China is targeting a gain in exports of about 7.5% in 2014, three people with direct knowledge of the matter said, below last year’s increase of 7.9%. Passenger-vehicle sales in the country rose less than analysts estimated last month, adding to signs that the economy is slowing. Copper dropped for the third time in four days.

“Slower exports from China could be a sign of weaker global demand,” Phil Streible, a senior commodity broker at R.J. O’Brien & Associates in Chicago, said in a telephone interview. “Slower shipments would hurt copper and other raw materials.”

Copper futures for March delivery(COMEX:HGH14) declined 0.8% to $3.229 a pound by 10:26 a.m. on the Comex in New York.

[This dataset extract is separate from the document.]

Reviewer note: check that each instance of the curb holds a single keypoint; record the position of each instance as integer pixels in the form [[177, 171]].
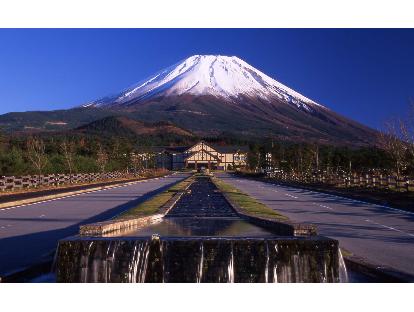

A close at that price would mark the biggest drop for a most-active contract since Jan. 31.

Yesterday, futures rose 1.3%, the most in a month, after Chinese trade figures exceeded estimates and data showed imports of unwrought copper and copper products into the nation surged to a record in January.

Today’s decline in prices “suggests that the spike in January metal imports is being perceived more as a ‘financing play’ as opposed to a ‘consumption play’,” Edward Meir, an analyst at INTL FCStone Inc. in New York, said in a report. Yesterday’s trade data “has done little, if anything, to dispel lingering concern about China’s short-term macro outlook.”

On the London Metal Exchange, copper for delivery in three months fell 0.8% to $7,098.50 a metric ton ($3.22 a pound).

Aluminum, nickel zinc and lead slid in London, as tin rose.